Galactic sources: Taurus A
All radio sources — with the notable exceptions of the Sun and the Moon — are intrinsically very weak, making them difficult to observe with small antennas. At higher frequencies, their radio brightness typically decreases further, since their spectral flux density does not follow the behavior of thermal emitters.
Taurus A (the Crab Nebula, M1) is a supernova remnant in the constellation Taurus and one of the strongest non-thermal radio sources in the sky. A notable property is that its flux density decreases less steeply with increasing frequency compared to many other synchrotron sources.
In the Ku-band, Taurus A has a flux density of approximately 500 Jy. For a radio telescope with:
- 1-meter aperture
- ~70% efficiency
- System temperature ≈ 140 K
the expected signal increase is only about 0.005 dB
This extremely small value illustrates the fundamental challenge of continuum observations of weak galactic sources using small amateur instruments.
Observations (February–March 2026)
At the end of February 2026, Taurus A was observed on three consecutive days using the Second Receiver.
The observing procedure was as follows:
- Initial pointing calibration using the Moon and a red-dot finder
- Precise mount alignment using multiple reference stars
- Selection of M1 (Taurus A) via GoTo
- Positioning the antenna slightly ahead of the source
- Letting the source drift through the beam due to Earth’s rotation
The measurements were performed with an integration time of 1000 ms.
The first set of figures shows the resulting transit curves from the three observing sessions.
Influence of RFI (Starlink Interference)
A dominant feature in the data are strong spikes caused by Starlink interference.
- These signals appear despite the use of bandpass filters
- Starlink transmissions are so strong that they can penetrate the filter, although attenuated
- For an extremely weak source such as Taurus A, even attenuated interference remains dominant
This clearly demonstrates the challenge of observing faint continuum sources in the Ku-band under heavy satellite interference conditions.
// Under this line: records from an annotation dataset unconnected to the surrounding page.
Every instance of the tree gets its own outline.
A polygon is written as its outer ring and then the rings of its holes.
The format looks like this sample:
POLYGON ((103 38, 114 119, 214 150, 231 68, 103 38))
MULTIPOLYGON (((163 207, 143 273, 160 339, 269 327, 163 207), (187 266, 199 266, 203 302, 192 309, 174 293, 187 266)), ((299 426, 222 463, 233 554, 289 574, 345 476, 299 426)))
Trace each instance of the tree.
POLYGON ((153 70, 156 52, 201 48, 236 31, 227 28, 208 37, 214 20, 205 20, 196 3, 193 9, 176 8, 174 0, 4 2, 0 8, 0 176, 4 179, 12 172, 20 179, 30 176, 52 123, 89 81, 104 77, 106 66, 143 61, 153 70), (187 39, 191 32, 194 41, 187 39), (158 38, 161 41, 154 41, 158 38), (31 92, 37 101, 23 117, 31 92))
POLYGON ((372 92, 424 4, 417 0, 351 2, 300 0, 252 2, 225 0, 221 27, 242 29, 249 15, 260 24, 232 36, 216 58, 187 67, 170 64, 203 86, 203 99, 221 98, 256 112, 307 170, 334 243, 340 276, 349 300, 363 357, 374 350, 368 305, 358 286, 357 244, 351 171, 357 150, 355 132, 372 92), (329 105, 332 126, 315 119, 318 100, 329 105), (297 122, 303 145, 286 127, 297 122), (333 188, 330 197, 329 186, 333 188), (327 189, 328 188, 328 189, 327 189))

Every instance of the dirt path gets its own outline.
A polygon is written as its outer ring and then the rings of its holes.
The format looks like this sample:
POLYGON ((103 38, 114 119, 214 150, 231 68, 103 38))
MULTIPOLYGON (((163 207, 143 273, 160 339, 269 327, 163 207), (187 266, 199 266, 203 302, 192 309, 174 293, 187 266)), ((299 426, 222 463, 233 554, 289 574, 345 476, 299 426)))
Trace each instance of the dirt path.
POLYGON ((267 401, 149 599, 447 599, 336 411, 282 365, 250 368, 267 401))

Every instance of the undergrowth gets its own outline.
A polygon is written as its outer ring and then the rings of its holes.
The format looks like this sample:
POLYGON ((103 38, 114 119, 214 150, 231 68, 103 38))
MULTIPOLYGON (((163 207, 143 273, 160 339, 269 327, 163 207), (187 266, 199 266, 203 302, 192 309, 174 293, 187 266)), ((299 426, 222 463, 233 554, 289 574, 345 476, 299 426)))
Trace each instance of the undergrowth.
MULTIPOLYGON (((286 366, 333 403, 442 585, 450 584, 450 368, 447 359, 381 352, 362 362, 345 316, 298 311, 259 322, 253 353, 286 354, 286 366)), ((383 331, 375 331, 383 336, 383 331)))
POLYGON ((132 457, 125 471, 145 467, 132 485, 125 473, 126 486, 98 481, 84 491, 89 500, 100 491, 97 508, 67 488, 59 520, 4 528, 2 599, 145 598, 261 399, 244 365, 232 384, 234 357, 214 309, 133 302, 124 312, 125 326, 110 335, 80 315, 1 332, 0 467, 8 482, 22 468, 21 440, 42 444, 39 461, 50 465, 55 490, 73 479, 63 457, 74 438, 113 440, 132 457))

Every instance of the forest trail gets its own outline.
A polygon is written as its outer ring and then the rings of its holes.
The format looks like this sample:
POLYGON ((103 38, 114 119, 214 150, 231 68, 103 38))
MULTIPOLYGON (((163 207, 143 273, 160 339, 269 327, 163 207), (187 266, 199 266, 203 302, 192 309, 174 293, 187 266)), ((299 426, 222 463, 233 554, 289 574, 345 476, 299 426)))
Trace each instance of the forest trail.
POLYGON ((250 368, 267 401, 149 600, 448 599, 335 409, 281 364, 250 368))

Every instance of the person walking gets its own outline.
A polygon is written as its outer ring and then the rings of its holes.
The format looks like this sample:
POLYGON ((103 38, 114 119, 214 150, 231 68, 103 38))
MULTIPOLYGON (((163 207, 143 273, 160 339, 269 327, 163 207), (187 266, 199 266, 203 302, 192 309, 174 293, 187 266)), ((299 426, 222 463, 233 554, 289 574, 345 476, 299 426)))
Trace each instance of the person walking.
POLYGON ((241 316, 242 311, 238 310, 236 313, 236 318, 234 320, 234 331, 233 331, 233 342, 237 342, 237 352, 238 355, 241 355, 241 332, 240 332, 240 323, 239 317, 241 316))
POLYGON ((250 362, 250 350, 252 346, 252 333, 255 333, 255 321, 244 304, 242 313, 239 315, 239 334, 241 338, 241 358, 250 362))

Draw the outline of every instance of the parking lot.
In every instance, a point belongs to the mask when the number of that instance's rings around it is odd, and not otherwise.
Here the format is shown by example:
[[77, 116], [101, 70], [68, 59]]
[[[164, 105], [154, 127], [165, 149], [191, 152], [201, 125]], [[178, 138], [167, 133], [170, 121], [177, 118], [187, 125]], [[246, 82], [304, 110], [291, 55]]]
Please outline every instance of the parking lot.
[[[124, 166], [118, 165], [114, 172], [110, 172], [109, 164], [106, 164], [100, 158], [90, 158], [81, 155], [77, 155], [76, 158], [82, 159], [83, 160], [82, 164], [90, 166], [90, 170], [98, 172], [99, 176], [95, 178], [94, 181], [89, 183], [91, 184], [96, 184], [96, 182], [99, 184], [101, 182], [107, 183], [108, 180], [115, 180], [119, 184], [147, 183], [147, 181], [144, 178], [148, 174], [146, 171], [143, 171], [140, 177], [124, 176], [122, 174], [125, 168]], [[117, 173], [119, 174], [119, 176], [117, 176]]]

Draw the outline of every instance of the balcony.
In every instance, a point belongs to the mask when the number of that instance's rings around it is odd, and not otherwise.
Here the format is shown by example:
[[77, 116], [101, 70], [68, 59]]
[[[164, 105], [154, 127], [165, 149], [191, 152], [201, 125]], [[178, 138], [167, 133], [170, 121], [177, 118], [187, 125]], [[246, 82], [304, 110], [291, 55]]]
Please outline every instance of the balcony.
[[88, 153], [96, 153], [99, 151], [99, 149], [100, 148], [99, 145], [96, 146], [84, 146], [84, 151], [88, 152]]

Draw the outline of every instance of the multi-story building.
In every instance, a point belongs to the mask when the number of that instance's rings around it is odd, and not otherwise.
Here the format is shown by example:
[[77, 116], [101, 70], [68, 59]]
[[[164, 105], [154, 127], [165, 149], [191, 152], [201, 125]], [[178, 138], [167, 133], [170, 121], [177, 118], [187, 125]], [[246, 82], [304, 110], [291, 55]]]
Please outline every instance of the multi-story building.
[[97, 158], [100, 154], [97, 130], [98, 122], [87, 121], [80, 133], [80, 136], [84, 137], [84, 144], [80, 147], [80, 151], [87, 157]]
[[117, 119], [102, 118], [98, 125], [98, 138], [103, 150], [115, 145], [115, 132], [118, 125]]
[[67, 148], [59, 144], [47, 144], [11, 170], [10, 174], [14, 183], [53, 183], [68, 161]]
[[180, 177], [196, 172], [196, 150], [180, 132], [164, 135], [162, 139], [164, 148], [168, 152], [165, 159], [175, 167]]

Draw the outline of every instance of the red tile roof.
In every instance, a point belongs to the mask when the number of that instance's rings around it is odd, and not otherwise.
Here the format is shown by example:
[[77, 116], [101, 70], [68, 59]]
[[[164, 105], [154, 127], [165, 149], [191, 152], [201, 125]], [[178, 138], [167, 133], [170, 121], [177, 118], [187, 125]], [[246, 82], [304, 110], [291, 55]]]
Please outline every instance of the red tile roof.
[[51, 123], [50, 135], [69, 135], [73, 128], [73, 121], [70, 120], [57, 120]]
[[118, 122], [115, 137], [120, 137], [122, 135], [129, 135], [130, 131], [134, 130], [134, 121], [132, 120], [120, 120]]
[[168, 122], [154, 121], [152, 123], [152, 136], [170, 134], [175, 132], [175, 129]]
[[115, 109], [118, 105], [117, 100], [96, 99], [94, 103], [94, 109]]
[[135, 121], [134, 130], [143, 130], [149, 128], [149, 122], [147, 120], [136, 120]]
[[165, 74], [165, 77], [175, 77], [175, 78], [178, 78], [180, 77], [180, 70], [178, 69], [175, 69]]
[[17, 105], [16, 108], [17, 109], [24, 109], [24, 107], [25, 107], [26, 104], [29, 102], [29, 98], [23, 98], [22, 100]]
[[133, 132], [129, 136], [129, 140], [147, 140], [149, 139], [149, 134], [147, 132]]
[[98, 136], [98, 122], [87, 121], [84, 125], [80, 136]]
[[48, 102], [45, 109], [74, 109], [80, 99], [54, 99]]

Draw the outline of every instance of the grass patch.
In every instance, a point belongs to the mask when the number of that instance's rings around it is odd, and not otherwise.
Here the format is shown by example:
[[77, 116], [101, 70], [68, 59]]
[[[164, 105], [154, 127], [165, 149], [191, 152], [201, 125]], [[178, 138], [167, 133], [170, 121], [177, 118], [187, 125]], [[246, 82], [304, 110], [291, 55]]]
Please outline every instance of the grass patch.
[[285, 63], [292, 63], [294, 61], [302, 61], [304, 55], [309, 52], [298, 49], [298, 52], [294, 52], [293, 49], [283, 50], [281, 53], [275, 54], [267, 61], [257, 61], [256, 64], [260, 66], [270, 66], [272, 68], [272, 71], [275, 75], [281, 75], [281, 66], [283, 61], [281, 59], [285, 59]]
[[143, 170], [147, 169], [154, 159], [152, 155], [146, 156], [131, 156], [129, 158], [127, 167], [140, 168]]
Detection and Verification
Despite these challenges, a signal increase of approximately 0.005 dB was successfully detected — fully consistent with theoretical predictions for a 1-meter dish with ~70% efficiency.
In addition:
- The measured half-power beamwidth (HPBW) matches the theoretical expectation
- The observed transit shape agrees well with the expected antenna beam pattern
The second set of figures shows:
- The measured transit curves
- A theoretical transit curve (orange) overlaid on the data
The agreement between model and observation is very good, confirming the validity of both the measurement and the theoretical assumptions.
Averaging Multiple Observations
In the final figure:
- All three transit measurements are combined
- The average transit curve is shown in red
- A theoretical beam profile is overlaid in black
This averaging process significantly reduces noise and improves the visibility of the signal, further confirming the detection of Taurus A.
Conclusion and Outlook
This experiment demonstrates that even extremely weak continuum sources — at the level of only a few thousandths of a dB — can be detected with small amateur instruments, provided that:
- careful calibration is performed
- multiple observations are combined
- and interference effects are properly managed
Following the successful detection of Taurus A, the next logical step is to attempt observations of other sources with similar flux densities, such as:
- Cassiopeia A (Cas A)
- Orion A
The Second Receiver opens the door to a broader exploration of galactic radio sources with relatively simple equipment.